Heilung von genetischer Erkrankungen
“Wir beabsichtigen nun, zu Experimenten mit Blutkrebs, die genetisch sehr interessant sind, sowie mit genetischen Krankheiten wie Duchenne-Muskeldystrophie überzugehen”, sagt Prof. Peer. “Es wird wahrscheinlich einige Zeit dauern, bis die neue Behandlung beim Menschen eingesetzt werden kann, aber wir sind optimistisch.
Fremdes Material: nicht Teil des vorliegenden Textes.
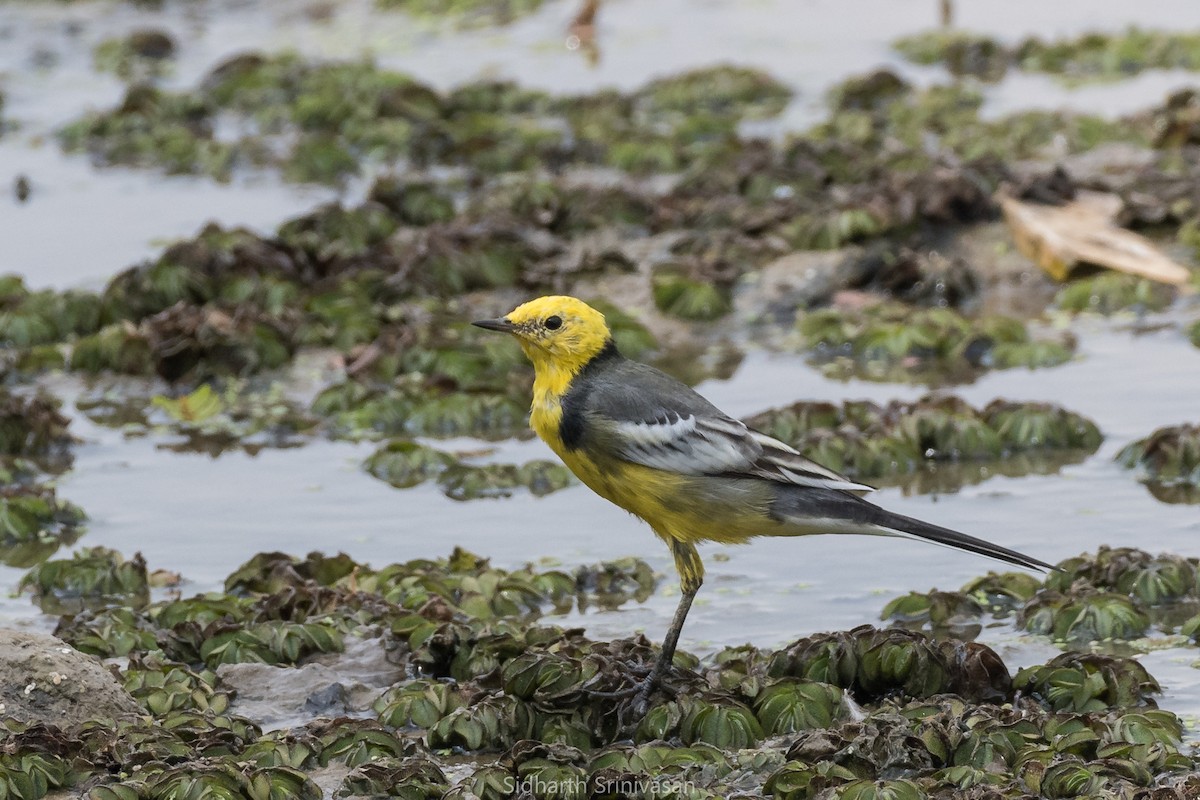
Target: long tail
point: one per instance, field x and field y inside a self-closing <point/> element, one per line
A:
<point x="939" y="535"/>
<point x="829" y="511"/>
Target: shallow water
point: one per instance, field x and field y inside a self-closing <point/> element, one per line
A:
<point x="83" y="224"/>
<point x="204" y="516"/>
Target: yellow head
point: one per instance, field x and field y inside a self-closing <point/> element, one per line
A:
<point x="556" y="332"/>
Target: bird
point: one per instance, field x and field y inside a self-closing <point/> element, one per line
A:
<point x="658" y="449"/>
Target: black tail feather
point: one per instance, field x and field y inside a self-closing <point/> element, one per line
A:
<point x="813" y="505"/>
<point x="948" y="537"/>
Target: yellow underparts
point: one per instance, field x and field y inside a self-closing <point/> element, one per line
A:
<point x="682" y="510"/>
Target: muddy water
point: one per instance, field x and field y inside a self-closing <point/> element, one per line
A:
<point x="84" y="224"/>
<point x="204" y="516"/>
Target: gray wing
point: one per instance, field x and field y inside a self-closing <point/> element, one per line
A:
<point x="645" y="416"/>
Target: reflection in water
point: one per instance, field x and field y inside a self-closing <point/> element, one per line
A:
<point x="582" y="32"/>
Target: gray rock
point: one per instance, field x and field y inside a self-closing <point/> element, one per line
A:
<point x="43" y="679"/>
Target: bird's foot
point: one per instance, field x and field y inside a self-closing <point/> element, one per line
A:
<point x="640" y="675"/>
<point x="642" y="701"/>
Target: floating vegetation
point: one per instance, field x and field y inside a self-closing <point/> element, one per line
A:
<point x="893" y="342"/>
<point x="1090" y="56"/>
<point x="95" y="577"/>
<point x="466" y="13"/>
<point x="33" y="318"/>
<point x="1113" y="292"/>
<point x="1117" y="594"/>
<point x="234" y="417"/>
<point x="903" y="443"/>
<point x="345" y="114"/>
<point x="960" y="52"/>
<point x="947" y="119"/>
<point x="35" y="523"/>
<point x="685" y="296"/>
<point x="534" y="704"/>
<point x="1168" y="462"/>
<point x="187" y="343"/>
<point x="405" y="464"/>
<point x="139" y="55"/>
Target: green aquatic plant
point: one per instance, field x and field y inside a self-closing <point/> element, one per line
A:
<point x="961" y="52"/>
<point x="93" y="578"/>
<point x="1110" y="293"/>
<point x="1081" y="683"/>
<point x="1168" y="461"/>
<point x="468" y="482"/>
<point x="466" y="12"/>
<point x="721" y="90"/>
<point x="141" y="55"/>
<point x="1151" y="579"/>
<point x="156" y="128"/>
<point x="34" y="318"/>
<point x="35" y="523"/>
<point x="1002" y="593"/>
<point x="873" y="662"/>
<point x="1110" y="56"/>
<point x="162" y="687"/>
<point x="1084" y="617"/>
<point x="1092" y="55"/>
<point x="406" y="463"/>
<point x="31" y="425"/>
<point x="892" y="441"/>
<point x="874" y="341"/>
<point x="678" y="294"/>
<point x="937" y="609"/>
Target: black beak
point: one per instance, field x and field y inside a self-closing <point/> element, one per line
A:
<point x="501" y="324"/>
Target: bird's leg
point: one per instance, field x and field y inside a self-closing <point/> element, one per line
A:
<point x="691" y="576"/>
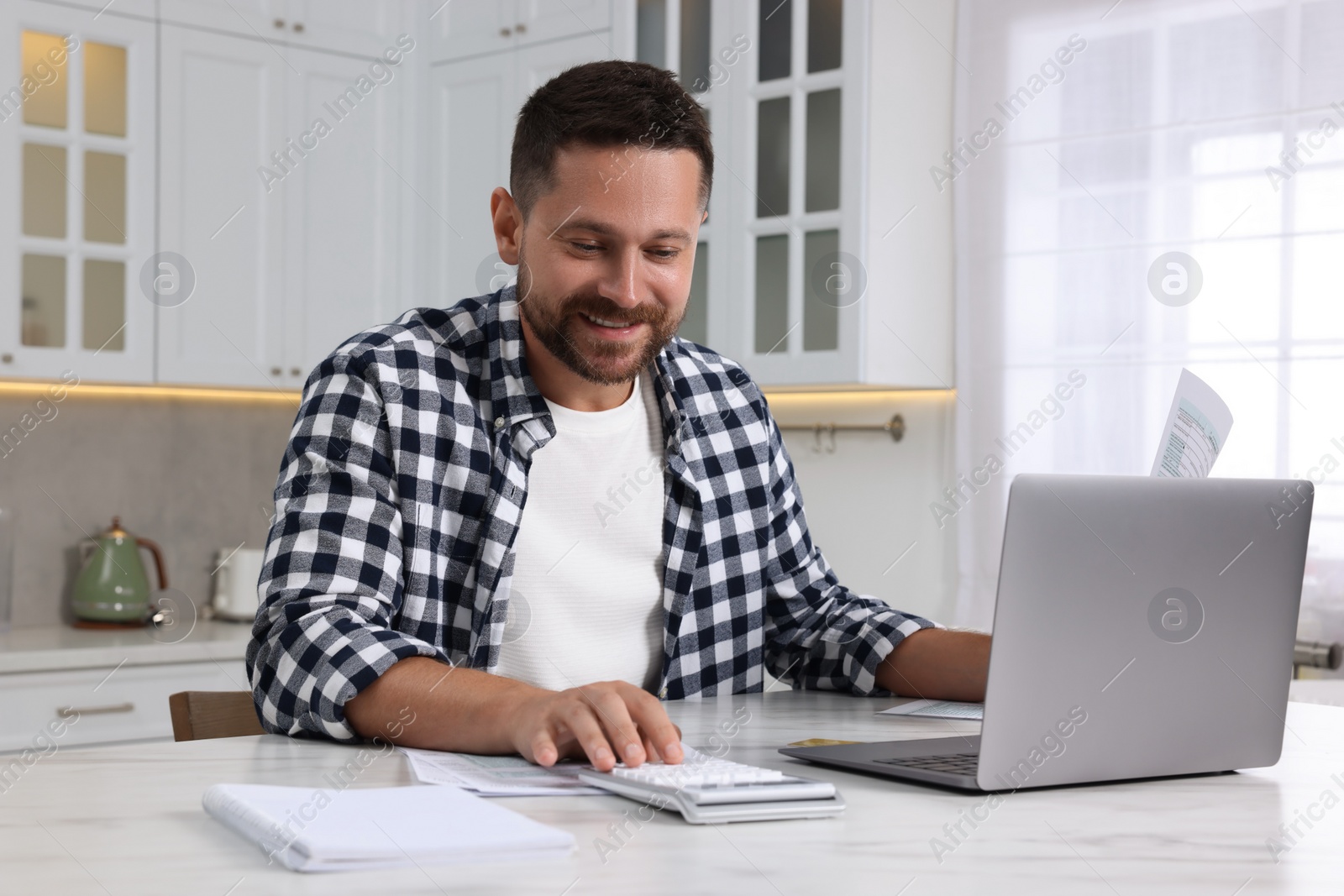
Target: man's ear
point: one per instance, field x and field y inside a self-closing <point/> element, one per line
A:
<point x="507" y="219"/>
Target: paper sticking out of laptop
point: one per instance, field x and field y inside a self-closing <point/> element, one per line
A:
<point x="313" y="829"/>
<point x="938" y="710"/>
<point x="1195" y="432"/>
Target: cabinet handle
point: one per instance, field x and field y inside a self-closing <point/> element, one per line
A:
<point x="66" y="712"/>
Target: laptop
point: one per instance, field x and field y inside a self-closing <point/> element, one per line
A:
<point x="1144" y="627"/>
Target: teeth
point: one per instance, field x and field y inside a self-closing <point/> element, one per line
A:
<point x="606" y="322"/>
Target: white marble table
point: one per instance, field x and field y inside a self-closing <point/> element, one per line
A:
<point x="128" y="820"/>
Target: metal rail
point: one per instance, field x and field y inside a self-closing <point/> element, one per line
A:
<point x="895" y="427"/>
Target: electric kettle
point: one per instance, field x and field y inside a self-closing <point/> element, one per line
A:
<point x="112" y="590"/>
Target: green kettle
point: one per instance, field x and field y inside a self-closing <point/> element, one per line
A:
<point x="112" y="590"/>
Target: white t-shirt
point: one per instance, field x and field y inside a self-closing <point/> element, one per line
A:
<point x="586" y="600"/>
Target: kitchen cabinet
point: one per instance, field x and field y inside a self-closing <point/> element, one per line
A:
<point x="342" y="208"/>
<point x="222" y="109"/>
<point x="474" y="107"/>
<point x="105" y="687"/>
<point x="132" y="705"/>
<point x="347" y="26"/>
<point x="468" y="29"/>
<point x="832" y="136"/>
<point x="281" y="190"/>
<point x="78" y="159"/>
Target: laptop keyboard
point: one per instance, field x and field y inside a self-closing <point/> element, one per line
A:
<point x="958" y="763"/>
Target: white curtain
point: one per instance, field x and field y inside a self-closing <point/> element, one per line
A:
<point x="1100" y="137"/>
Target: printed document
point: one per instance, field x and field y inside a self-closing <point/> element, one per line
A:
<point x="1195" y="432"/>
<point x="496" y="775"/>
<point x="938" y="710"/>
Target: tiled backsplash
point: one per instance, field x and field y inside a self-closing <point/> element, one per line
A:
<point x="197" y="476"/>
<point x="192" y="474"/>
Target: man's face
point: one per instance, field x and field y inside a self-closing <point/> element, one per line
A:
<point x="606" y="257"/>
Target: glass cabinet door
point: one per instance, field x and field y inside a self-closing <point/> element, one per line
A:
<point x="78" y="154"/>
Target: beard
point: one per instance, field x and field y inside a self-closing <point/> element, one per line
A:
<point x="557" y="324"/>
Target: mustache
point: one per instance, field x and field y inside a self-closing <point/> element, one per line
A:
<point x="596" y="305"/>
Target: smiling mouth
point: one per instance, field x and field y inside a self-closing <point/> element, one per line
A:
<point x="602" y="322"/>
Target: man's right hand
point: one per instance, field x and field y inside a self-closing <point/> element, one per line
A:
<point x="425" y="703"/>
<point x="608" y="721"/>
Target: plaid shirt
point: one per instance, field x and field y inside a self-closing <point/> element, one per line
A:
<point x="401" y="492"/>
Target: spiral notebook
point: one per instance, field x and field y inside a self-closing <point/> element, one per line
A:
<point x="315" y="829"/>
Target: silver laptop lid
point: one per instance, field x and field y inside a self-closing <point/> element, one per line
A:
<point x="1144" y="626"/>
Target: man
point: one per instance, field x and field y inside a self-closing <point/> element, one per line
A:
<point x="555" y="450"/>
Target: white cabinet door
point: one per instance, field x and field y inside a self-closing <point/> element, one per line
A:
<point x="464" y="29"/>
<point x="472" y="107"/>
<point x="353" y="26"/>
<point x="78" y="167"/>
<point x="265" y="19"/>
<point x="470" y="29"/>
<point x="102" y="705"/>
<point x="342" y="206"/>
<point x="551" y="19"/>
<point x="538" y="65"/>
<point x="221" y="107"/>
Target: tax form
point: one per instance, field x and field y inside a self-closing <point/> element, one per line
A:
<point x="1195" y="432"/>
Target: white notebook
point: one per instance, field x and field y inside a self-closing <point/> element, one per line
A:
<point x="315" y="829"/>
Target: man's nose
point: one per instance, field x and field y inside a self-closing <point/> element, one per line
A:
<point x="620" y="280"/>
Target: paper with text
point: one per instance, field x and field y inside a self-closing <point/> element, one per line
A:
<point x="496" y="775"/>
<point x="1195" y="432"/>
<point x="938" y="710"/>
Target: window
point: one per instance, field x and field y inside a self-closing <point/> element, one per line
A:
<point x="1176" y="127"/>
<point x="73" y="235"/>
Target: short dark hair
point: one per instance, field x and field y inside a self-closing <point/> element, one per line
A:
<point x="605" y="103"/>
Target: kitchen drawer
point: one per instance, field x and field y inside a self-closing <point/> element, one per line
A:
<point x="129" y="703"/>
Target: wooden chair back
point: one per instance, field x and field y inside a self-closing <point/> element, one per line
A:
<point x="198" y="715"/>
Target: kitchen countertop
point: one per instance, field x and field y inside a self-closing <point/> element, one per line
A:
<point x="60" y="647"/>
<point x="128" y="820"/>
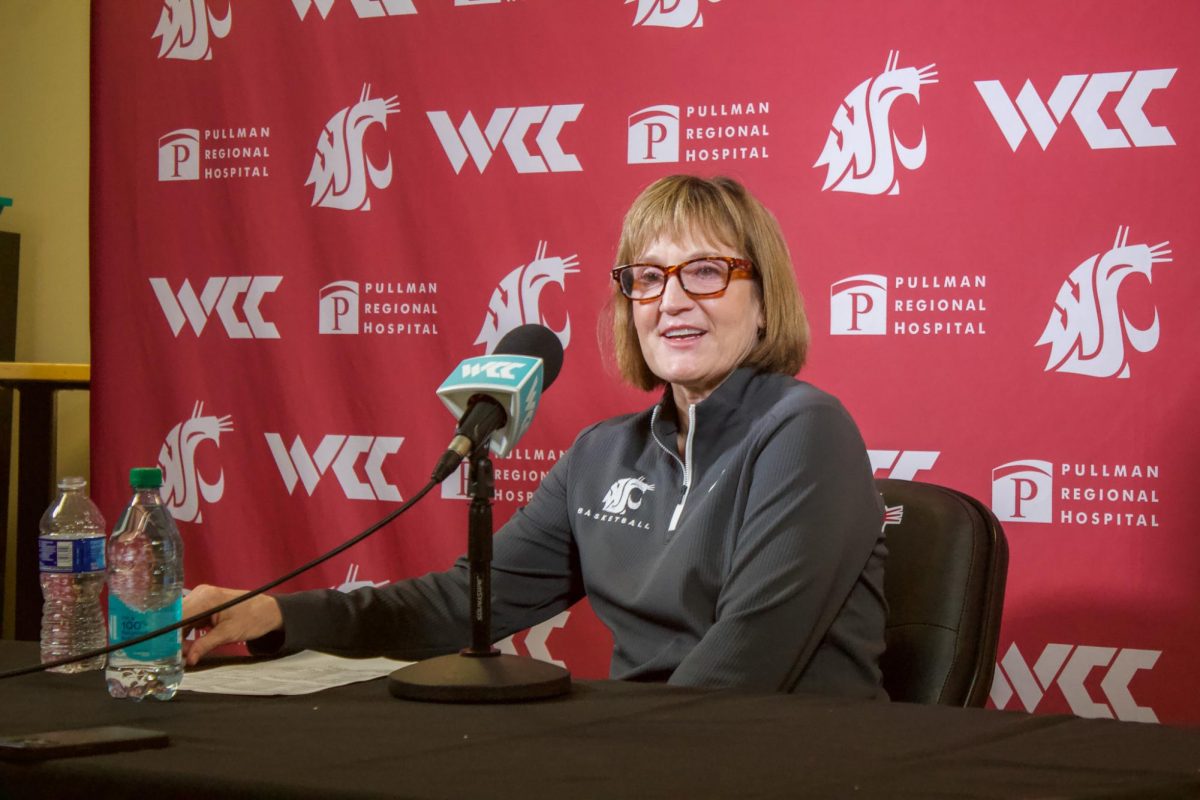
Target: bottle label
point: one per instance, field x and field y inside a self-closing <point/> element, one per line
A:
<point x="125" y="623"/>
<point x="57" y="554"/>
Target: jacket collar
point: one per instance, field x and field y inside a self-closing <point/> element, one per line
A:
<point x="720" y="410"/>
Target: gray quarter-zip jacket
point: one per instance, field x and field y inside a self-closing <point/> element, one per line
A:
<point x="754" y="560"/>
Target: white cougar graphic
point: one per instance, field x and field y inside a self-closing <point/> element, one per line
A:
<point x="184" y="29"/>
<point x="621" y="494"/>
<point x="669" y="13"/>
<point x="183" y="485"/>
<point x="861" y="151"/>
<point x="1087" y="330"/>
<point x="340" y="168"/>
<point x="352" y="581"/>
<point x="516" y="300"/>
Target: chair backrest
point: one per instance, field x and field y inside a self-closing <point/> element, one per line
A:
<point x="945" y="585"/>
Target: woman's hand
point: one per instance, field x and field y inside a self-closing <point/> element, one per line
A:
<point x="249" y="620"/>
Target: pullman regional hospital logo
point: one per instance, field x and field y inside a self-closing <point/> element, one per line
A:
<point x="517" y="299"/>
<point x="861" y="152"/>
<point x="184" y="487"/>
<point x="341" y="168"/>
<point x="186" y="29"/>
<point x="1089" y="331"/>
<point x="625" y="494"/>
<point x="669" y="13"/>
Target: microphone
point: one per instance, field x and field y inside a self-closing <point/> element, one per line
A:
<point x="497" y="395"/>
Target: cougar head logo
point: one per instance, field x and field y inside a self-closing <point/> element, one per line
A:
<point x="184" y="29"/>
<point x="621" y="494"/>
<point x="352" y="581"/>
<point x="1087" y="330"/>
<point x="341" y="167"/>
<point x="515" y="301"/>
<point x="669" y="13"/>
<point x="862" y="150"/>
<point x="183" y="483"/>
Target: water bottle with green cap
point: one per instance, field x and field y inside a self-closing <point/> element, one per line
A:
<point x="145" y="590"/>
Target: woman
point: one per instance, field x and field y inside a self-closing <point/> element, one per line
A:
<point x="727" y="536"/>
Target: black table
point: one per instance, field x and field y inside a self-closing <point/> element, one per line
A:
<point x="604" y="740"/>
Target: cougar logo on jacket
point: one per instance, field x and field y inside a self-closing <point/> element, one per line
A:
<point x="621" y="495"/>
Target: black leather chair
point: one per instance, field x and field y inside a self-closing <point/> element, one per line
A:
<point x="945" y="584"/>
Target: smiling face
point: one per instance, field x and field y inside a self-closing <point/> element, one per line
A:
<point x="695" y="343"/>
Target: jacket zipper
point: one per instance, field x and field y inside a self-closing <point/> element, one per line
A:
<point x="685" y="464"/>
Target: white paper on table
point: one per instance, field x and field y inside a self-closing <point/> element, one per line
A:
<point x="303" y="673"/>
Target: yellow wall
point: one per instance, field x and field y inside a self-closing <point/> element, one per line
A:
<point x="45" y="47"/>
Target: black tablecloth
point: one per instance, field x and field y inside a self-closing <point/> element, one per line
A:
<point x="604" y="740"/>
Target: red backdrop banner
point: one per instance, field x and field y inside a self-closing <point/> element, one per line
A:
<point x="305" y="212"/>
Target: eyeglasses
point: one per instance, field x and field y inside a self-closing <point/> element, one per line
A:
<point x="700" y="277"/>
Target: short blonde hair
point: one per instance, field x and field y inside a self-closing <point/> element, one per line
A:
<point x="721" y="211"/>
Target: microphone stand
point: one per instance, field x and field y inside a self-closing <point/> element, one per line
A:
<point x="480" y="673"/>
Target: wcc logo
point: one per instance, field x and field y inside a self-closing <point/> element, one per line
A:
<point x="669" y="13"/>
<point x="186" y="28"/>
<point x="223" y="295"/>
<point x="901" y="464"/>
<point x="341" y="168"/>
<point x="1071" y="667"/>
<point x="364" y="8"/>
<point x="179" y="156"/>
<point x="1087" y="331"/>
<point x="342" y="453"/>
<point x="654" y="136"/>
<point x="184" y="487"/>
<point x="621" y="495"/>
<point x="509" y="128"/>
<point x="1023" y="491"/>
<point x="861" y="152"/>
<point x="1081" y="96"/>
<point x="858" y="306"/>
<point x="517" y="300"/>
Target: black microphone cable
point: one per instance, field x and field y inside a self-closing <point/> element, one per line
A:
<point x="229" y="603"/>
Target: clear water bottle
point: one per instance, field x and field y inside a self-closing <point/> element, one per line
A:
<point x="145" y="591"/>
<point x="71" y="559"/>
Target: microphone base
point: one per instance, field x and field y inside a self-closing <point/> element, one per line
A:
<point x="479" y="678"/>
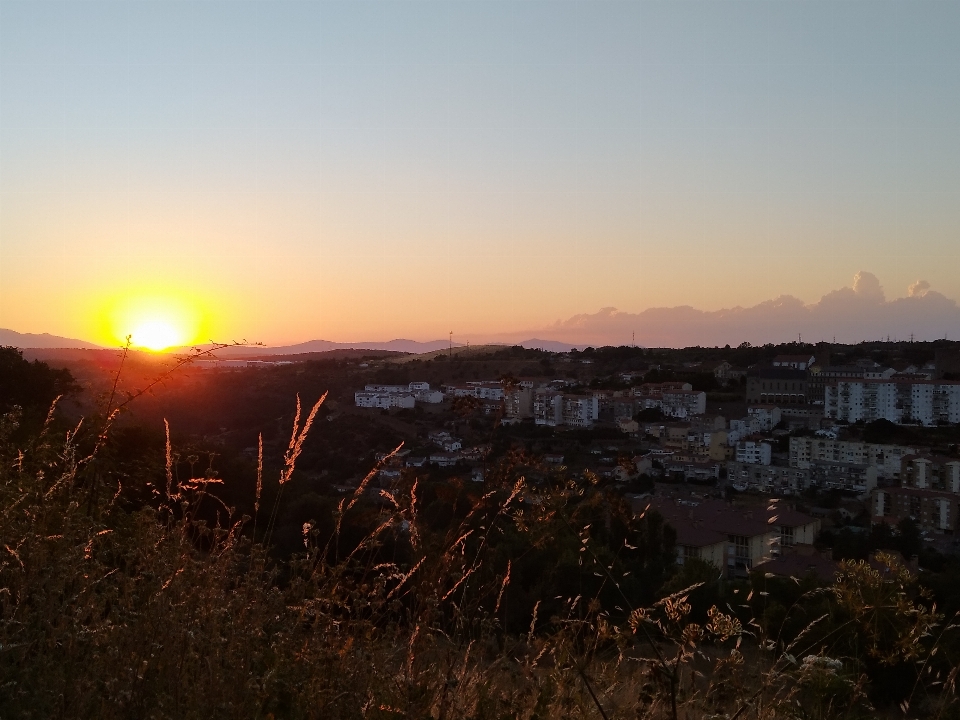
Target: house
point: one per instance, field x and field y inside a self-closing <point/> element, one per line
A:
<point x="797" y="362"/>
<point x="399" y="396"/>
<point x="444" y="459"/>
<point x="795" y="528"/>
<point x="518" y="402"/>
<point x="580" y="411"/>
<point x="732" y="538"/>
<point x="547" y="407"/>
<point x="801" y="561"/>
<point x="628" y="426"/>
<point x="384" y="400"/>
<point x="777" y="385"/>
<point x="754" y="453"/>
<point x="885" y="458"/>
<point x="929" y="494"/>
<point x="772" y="479"/>
<point x="832" y="475"/>
<point x="764" y="417"/>
<point x="897" y="399"/>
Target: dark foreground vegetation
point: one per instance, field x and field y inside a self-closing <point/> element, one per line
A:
<point x="134" y="587"/>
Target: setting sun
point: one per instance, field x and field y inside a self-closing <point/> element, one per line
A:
<point x="153" y="322"/>
<point x="156" y="334"/>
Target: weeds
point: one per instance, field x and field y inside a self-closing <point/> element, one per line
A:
<point x="158" y="611"/>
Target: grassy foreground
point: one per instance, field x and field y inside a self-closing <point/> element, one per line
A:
<point x="159" y="602"/>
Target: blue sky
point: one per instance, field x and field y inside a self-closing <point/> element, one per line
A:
<point x="357" y="169"/>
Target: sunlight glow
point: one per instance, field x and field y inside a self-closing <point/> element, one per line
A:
<point x="154" y="322"/>
<point x="156" y="334"/>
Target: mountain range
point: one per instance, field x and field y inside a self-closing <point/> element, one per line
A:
<point x="847" y="315"/>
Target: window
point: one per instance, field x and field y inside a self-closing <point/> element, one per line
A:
<point x="741" y="545"/>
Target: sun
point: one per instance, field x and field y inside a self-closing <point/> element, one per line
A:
<point x="155" y="322"/>
<point x="156" y="334"/>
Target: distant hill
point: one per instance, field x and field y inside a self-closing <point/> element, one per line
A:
<point x="42" y="340"/>
<point x="315" y="346"/>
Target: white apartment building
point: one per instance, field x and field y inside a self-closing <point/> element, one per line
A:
<point x="765" y="417"/>
<point x="518" y="403"/>
<point x="739" y="429"/>
<point x="401" y="396"/>
<point x="927" y="402"/>
<point x="487" y="389"/>
<point x="683" y="403"/>
<point x="580" y="411"/>
<point x="482" y="389"/>
<point x="548" y="407"/>
<point x="384" y="400"/>
<point x="754" y="453"/>
<point x="885" y="458"/>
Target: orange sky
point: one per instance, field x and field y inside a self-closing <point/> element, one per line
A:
<point x="287" y="171"/>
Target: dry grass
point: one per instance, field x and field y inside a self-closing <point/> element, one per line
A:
<point x="108" y="612"/>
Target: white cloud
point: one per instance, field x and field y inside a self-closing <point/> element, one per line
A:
<point x="850" y="314"/>
<point x="918" y="289"/>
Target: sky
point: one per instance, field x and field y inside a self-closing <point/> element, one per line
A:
<point x="284" y="171"/>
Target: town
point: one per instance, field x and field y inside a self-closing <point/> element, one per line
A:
<point x="795" y="429"/>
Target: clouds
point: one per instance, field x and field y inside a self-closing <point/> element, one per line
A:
<point x="918" y="289"/>
<point x="849" y="314"/>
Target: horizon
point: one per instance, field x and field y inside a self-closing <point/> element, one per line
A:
<point x="290" y="171"/>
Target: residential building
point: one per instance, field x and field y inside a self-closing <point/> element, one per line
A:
<point x="833" y="475"/>
<point x="899" y="400"/>
<point x="797" y="362"/>
<point x="444" y="459"/>
<point x="885" y="458"/>
<point x="765" y="417"/>
<point x="628" y="426"/>
<point x="751" y="535"/>
<point x="399" y="396"/>
<point x="691" y="470"/>
<point x="580" y="411"/>
<point x="778" y="385"/>
<point x="772" y="479"/>
<point x="795" y="528"/>
<point x="547" y="407"/>
<point x="683" y="403"/>
<point x="384" y="400"/>
<point x="518" y="402"/>
<point x="656" y="390"/>
<point x="754" y="453"/>
<point x="799" y="561"/>
<point x="929" y="493"/>
<point x="487" y="389"/>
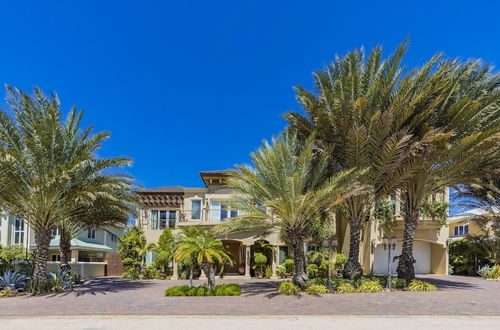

Die ganze Szene der molekularen Medikamente, die die Boten-RNA (genetische Botenstoffe) nutzen, floriert – tatsächlich basieren die meisten COVID-19-Impfstoffe, die zur Zeit entwickelt werden, auf diesem Prinzip. Als wir vor zwölf Jahren zum ersten Mal von Behandlungen mit mRNA sprachen, hielten die Leute das für Science-Fiction. Ich glaube, dass wir in naher Zukunft viele personalisierte Behandlungen auf der Grundlage genetischer Botenstoffe sehen werden – sowohl für Krebs als auch für genetische Krankheiten. Über Ramot, die Technologietransfergesellschaft der Universität Tel Aviv, verhandeln wir bereits mit internationalen Unternehmen und Stiftungen mit dem Ziel, die Vorteile der genetischen Bearbeitung für menschliche Patienten nutzbar zu machen”.